The second floor on each side of the gatehouse, connected by the part of the building that spanned the road, so, with the new design, Hawk and Quinn would have privacy but also easy access to the baby once they moved her into her own room.
Given Hawk’s newfound devotion to fatherhood, I had a feeling the baby was not going to be an only child, but the gatehouse now had three bedrooms, so they had room to grow.
I rested my chin on top of Hope’s head, rubbing it back and forth. The apple scent of her shampoo drifted up, comforting and familiar. “Ford said he and Paige are staying,” I said.
Hope turned in my arms and looked up at me, her eyes bright with surprise. “Did you think he was going to leave? For one thing, Paige wouldn’t like the commute.”
Despite their marriage and toddler, Paige was still the family nanny.

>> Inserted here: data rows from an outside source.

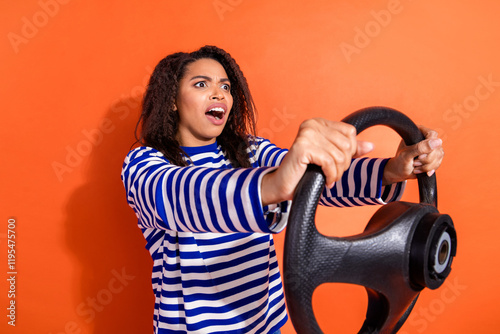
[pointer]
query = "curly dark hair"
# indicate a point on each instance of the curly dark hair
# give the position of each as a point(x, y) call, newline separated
point(160, 118)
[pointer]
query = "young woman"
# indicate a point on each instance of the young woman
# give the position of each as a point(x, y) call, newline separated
point(209, 193)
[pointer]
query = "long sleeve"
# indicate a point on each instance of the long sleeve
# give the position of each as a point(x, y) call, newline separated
point(193, 198)
point(361, 184)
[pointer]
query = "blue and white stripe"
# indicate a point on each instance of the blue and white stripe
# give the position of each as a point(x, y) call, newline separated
point(214, 261)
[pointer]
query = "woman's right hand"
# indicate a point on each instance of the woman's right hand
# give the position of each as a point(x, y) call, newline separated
point(328, 144)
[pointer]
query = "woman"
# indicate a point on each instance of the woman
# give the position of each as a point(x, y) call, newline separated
point(209, 194)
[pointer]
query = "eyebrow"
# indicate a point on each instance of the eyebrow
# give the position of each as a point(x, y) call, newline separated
point(208, 78)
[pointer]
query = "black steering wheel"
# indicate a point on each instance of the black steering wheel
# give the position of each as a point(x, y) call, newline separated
point(404, 248)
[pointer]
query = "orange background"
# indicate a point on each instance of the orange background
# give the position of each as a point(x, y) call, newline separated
point(72, 76)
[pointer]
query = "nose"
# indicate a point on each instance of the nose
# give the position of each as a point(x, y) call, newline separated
point(217, 94)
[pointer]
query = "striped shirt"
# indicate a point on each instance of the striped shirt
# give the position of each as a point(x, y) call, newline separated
point(214, 261)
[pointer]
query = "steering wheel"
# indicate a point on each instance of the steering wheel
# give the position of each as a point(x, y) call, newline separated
point(404, 248)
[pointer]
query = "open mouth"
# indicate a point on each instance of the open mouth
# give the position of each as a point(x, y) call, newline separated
point(216, 112)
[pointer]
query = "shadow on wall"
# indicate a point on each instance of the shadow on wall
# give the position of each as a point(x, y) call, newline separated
point(115, 293)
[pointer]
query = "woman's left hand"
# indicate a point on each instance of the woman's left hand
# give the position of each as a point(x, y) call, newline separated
point(423, 157)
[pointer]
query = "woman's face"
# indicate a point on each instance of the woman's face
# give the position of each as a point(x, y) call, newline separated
point(203, 101)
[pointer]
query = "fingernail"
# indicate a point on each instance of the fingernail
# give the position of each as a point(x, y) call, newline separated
point(435, 143)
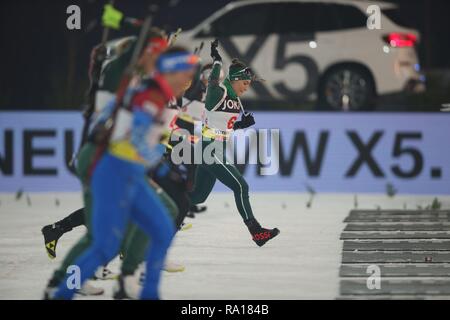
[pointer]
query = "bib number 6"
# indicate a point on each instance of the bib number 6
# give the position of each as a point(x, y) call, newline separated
point(231, 122)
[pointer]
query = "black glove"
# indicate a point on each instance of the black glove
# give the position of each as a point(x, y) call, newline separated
point(98, 56)
point(214, 52)
point(247, 120)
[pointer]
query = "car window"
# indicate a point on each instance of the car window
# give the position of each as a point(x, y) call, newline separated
point(297, 18)
point(327, 19)
point(396, 16)
point(245, 20)
point(350, 17)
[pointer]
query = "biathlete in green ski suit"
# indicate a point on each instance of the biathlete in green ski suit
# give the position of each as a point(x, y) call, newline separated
point(223, 108)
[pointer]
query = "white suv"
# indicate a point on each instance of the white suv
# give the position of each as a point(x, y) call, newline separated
point(315, 49)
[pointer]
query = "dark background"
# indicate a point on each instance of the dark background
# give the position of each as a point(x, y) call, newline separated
point(44, 65)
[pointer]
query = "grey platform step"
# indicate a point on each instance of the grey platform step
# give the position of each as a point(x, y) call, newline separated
point(396, 245)
point(399, 212)
point(397, 270)
point(395, 257)
point(396, 287)
point(397, 227)
point(394, 235)
point(398, 219)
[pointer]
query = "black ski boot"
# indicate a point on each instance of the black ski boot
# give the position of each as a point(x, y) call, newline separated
point(51, 233)
point(259, 234)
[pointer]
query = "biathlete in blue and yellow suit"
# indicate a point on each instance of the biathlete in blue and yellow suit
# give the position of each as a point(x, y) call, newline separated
point(119, 183)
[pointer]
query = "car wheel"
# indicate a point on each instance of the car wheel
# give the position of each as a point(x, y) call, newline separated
point(346, 88)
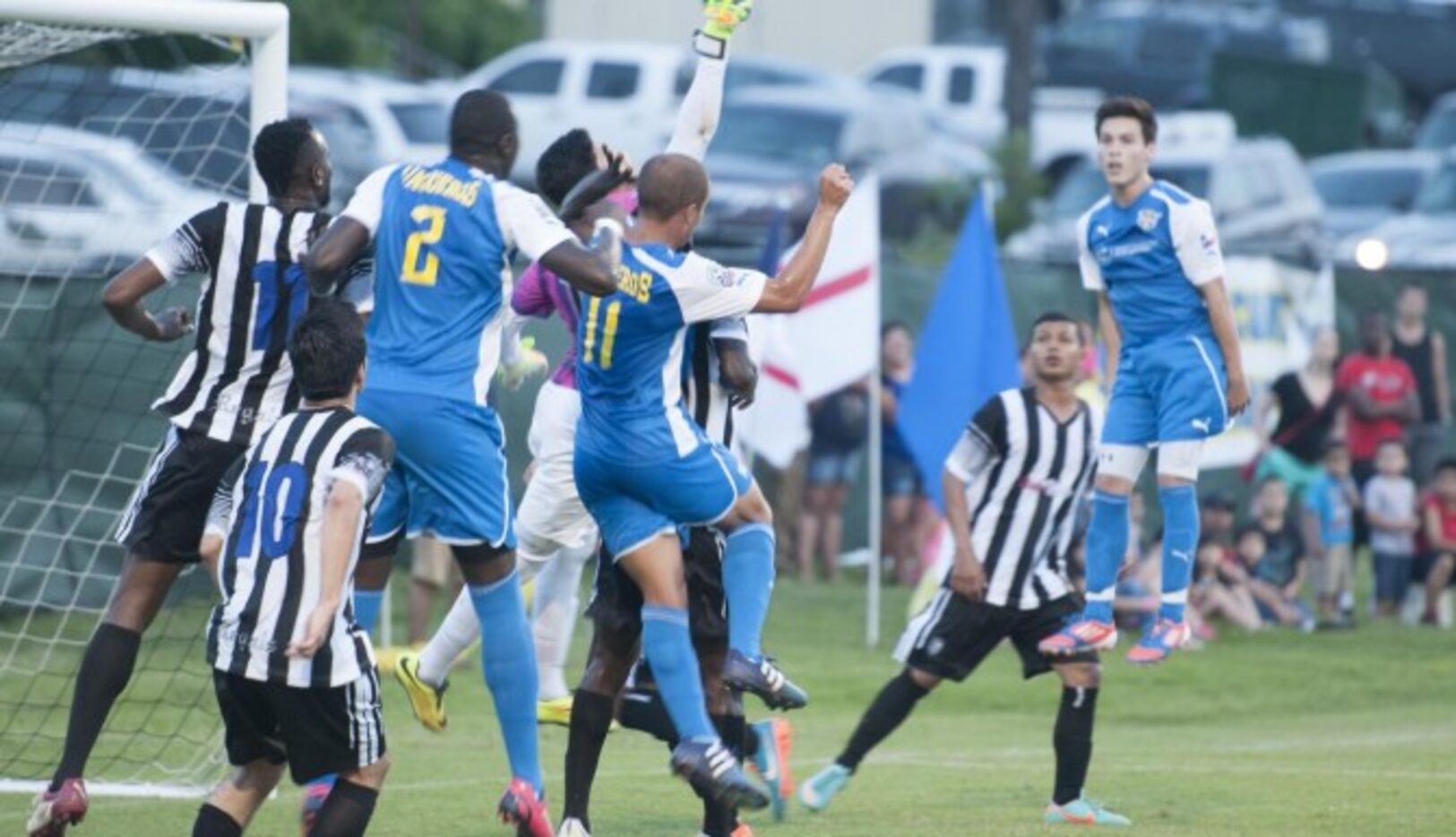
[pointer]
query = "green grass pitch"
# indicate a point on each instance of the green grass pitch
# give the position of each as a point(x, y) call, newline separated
point(1270, 734)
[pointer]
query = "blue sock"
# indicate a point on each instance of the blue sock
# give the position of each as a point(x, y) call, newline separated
point(1106, 546)
point(366, 608)
point(668, 648)
point(1180, 546)
point(749, 585)
point(508, 660)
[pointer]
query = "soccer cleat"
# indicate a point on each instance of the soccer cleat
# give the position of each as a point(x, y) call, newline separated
point(520, 807)
point(426, 701)
point(772, 762)
point(819, 790)
point(314, 794)
point(721, 18)
point(555, 711)
point(1079, 638)
point(1159, 643)
point(1082, 813)
point(711, 769)
point(763, 678)
point(56, 809)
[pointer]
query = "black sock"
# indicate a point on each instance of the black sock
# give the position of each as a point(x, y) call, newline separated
point(890, 708)
point(1072, 741)
point(105, 671)
point(213, 821)
point(345, 813)
point(590, 721)
point(642, 709)
point(719, 820)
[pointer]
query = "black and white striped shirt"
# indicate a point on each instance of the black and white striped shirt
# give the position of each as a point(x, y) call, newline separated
point(270, 510)
point(1027, 473)
point(237, 380)
point(703, 395)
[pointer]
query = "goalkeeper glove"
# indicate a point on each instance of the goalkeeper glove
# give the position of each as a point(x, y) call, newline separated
point(528, 363)
point(722, 16)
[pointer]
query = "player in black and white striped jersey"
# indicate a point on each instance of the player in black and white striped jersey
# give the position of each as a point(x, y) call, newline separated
point(230, 387)
point(1012, 485)
point(293, 671)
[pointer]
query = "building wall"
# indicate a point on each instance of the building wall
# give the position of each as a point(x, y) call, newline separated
point(838, 35)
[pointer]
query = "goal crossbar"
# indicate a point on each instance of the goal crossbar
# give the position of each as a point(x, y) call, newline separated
point(263, 25)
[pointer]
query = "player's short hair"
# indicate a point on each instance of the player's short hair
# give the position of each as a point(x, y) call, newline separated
point(479, 121)
point(326, 349)
point(1129, 107)
point(277, 151)
point(668, 184)
point(1057, 317)
point(565, 163)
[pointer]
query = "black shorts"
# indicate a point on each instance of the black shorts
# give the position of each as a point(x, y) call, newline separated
point(952, 635)
point(616, 606)
point(169, 508)
point(316, 731)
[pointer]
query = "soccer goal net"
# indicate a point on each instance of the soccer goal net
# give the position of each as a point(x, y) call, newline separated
point(118, 120)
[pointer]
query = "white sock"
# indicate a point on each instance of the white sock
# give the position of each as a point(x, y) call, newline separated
point(458, 632)
point(554, 617)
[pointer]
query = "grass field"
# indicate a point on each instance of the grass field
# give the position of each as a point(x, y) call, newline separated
point(1273, 734)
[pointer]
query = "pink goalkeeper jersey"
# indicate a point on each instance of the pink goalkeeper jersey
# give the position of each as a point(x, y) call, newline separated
point(540, 291)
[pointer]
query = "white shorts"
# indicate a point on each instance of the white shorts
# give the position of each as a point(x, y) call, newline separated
point(551, 515)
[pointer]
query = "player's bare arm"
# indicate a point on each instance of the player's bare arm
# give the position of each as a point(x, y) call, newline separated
point(787, 291)
point(341, 522)
point(1220, 316)
point(123, 298)
point(967, 575)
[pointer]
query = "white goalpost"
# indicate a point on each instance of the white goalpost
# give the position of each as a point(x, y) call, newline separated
point(99, 151)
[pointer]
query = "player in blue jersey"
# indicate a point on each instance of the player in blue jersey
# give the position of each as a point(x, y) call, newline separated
point(644, 468)
point(443, 239)
point(1150, 254)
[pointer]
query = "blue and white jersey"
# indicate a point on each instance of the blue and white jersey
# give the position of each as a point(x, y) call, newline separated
point(443, 244)
point(629, 349)
point(1150, 256)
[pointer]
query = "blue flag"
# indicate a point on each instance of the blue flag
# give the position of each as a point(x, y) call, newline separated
point(967, 351)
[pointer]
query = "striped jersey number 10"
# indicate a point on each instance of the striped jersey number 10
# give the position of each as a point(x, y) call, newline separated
point(415, 271)
point(609, 332)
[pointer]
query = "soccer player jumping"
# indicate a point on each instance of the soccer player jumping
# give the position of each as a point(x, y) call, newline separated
point(1150, 254)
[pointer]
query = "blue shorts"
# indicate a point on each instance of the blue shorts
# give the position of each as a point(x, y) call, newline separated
point(633, 503)
point(1168, 391)
point(449, 476)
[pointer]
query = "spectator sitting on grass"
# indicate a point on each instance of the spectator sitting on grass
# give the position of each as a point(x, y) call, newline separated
point(1276, 559)
point(1439, 542)
point(1390, 507)
point(1330, 529)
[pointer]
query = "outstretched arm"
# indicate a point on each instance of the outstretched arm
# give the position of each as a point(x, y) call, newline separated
point(787, 291)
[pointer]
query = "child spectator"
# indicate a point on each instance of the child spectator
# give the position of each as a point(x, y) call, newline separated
point(1390, 507)
point(1330, 529)
point(1439, 539)
point(1276, 559)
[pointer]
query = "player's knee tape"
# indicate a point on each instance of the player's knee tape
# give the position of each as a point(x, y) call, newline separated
point(1122, 461)
point(1180, 459)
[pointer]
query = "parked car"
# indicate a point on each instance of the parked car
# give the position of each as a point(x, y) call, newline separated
point(772, 144)
point(1363, 188)
point(81, 203)
point(625, 93)
point(964, 89)
point(1437, 130)
point(1262, 201)
point(1421, 239)
point(1164, 53)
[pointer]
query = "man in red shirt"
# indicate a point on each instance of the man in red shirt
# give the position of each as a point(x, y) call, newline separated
point(1379, 392)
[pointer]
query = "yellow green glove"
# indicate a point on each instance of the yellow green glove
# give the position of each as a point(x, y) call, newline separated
point(722, 16)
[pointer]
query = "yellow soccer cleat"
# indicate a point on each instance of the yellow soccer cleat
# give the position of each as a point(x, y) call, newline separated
point(426, 701)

She’d thought long and hard about what she wanted and came to the realization that the only change she was looking for was Ford.
Otherwise, she loved taking care of the kids.
She said that maybe, when all the Sawyers were done having babies and hers were in school, she’d think about going back to school herself or substituting in the classroom.
But for now, she wanted to chase around her own two-year-old.
And if she was doing that, she might as well take on the rest, too.